Zero-Power Feed-Forward Spur Cancelation for Supply-Regulated CMOS Ring PLLs

Abstract

A new reference-spur cancelation technique is presented for supply-regulated ring-oscillator-based integer-N phase-locked loops (PLLs). A passive RC filter is used to implement a feed-forward (FF) spur-coupling path to perform spur cancelation at the PLL control signal. The proposed technique achieves a simulated spur cancelation of about 22 dB at the first spur harmonic. The simulated postcancelation spur value is −79 dBc for an oscillator gain of 0.1 GHz/V and −46 dBc for an oscillator gain of 6 GHz/V. Spur cancelation is also robust against large process, voltage, and temperature variations in the gain and bandwidth of the FF path.
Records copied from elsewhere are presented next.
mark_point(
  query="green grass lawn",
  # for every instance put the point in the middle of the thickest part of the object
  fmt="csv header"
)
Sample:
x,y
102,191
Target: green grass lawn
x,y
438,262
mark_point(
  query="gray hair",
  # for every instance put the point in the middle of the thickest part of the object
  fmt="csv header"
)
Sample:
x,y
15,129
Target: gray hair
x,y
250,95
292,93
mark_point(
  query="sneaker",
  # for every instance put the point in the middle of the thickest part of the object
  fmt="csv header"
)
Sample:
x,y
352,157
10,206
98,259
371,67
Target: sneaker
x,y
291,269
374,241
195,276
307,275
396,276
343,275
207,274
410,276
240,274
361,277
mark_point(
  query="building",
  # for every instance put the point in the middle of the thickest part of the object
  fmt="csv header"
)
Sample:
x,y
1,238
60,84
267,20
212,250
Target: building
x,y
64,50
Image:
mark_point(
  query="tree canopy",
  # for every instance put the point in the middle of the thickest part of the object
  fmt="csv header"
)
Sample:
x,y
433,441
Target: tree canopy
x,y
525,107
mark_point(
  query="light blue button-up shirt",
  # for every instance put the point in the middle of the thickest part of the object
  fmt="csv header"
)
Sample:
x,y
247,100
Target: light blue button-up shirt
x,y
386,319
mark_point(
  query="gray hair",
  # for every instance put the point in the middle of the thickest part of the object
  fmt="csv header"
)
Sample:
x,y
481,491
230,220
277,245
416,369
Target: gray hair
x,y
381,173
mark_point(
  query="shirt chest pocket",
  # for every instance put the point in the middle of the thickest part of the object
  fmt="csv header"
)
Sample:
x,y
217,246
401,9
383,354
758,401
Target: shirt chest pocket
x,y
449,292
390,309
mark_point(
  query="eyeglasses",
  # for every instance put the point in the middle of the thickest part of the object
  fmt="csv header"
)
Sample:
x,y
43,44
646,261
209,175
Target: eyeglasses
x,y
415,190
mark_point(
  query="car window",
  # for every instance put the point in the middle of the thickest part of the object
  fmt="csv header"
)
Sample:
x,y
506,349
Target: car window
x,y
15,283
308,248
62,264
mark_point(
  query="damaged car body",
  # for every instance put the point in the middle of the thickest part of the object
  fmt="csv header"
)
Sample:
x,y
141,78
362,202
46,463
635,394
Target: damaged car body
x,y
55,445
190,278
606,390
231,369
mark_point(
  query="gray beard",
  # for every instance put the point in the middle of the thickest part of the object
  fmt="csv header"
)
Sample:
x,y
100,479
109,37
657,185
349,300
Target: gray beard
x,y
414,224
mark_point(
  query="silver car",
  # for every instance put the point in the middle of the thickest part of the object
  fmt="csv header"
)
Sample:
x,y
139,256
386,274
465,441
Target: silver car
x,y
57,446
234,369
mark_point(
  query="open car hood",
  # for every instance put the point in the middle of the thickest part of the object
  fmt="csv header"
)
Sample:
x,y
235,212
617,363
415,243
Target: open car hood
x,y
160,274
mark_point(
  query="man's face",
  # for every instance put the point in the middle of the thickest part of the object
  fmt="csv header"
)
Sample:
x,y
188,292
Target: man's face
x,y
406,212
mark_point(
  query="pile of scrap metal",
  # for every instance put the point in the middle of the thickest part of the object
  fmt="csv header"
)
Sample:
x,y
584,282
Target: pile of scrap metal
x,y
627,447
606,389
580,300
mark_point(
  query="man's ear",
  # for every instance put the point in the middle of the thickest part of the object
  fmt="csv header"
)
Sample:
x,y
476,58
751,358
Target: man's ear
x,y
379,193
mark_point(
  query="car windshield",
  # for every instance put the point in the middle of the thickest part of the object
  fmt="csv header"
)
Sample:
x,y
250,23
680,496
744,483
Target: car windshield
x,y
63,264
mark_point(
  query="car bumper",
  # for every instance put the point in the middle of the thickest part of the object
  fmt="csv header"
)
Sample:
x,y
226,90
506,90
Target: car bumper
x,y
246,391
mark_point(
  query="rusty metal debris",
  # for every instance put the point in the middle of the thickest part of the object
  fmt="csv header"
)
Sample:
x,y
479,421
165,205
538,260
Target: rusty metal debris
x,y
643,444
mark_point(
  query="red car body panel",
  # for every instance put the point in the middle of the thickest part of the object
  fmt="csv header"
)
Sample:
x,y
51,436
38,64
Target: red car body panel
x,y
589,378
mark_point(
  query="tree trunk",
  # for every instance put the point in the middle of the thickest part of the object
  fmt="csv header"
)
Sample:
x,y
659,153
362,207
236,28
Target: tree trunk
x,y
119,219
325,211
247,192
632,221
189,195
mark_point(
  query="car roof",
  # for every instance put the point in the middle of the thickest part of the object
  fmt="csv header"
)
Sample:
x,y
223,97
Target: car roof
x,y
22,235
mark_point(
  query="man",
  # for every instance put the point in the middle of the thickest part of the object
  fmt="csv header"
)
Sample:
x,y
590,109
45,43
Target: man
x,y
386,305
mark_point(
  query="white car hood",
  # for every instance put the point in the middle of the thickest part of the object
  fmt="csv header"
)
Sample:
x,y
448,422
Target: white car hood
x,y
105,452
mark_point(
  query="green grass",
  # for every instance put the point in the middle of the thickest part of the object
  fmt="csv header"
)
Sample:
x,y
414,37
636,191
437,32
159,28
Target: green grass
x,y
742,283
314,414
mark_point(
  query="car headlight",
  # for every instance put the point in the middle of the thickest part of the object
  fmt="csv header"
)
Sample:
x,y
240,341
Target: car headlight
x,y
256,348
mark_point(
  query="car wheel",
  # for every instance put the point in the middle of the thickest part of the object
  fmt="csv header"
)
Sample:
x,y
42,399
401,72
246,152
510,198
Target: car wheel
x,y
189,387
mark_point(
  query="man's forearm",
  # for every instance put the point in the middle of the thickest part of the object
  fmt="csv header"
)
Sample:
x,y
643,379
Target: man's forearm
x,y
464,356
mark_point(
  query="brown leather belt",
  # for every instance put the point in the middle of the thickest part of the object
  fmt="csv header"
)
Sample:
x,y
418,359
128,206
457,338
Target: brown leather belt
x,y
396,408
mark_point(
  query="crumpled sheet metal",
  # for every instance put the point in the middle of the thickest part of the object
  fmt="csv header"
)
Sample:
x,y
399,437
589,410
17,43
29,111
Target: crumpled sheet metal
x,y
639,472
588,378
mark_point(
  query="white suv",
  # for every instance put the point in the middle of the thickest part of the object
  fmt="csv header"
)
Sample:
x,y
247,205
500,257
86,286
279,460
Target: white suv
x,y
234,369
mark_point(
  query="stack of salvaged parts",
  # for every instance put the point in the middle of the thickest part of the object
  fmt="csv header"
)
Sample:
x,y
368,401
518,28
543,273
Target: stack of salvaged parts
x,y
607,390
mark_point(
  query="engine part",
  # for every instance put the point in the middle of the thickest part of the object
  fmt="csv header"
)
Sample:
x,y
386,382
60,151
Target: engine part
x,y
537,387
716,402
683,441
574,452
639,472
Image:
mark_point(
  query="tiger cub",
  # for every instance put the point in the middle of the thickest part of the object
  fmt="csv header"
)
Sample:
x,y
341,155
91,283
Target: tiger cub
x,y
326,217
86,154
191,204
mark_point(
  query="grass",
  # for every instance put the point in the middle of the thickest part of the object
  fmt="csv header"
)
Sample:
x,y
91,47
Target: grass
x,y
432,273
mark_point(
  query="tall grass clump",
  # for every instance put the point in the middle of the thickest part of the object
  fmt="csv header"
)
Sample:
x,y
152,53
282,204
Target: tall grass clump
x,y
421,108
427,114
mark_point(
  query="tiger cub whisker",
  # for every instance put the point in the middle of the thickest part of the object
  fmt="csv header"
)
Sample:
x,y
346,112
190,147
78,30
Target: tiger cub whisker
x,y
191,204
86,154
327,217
A 1-GHz integer-N PLL prototype in a 65-nm CMOS process has a measured cancelation of 19.5 and 13 dB at the first and the second spur harmonic, respectively, with $320~\mu \text{W}$ of total power consumption. The PLL prototype has an oscillator gain of 1.5 GHz/V, which results in a postcancelation spur of −53 dBc. The proposed zero-power technique is suitable for low-power PLLs as it achieves a large spur cancelation without requiring any additional power consumption or calibration.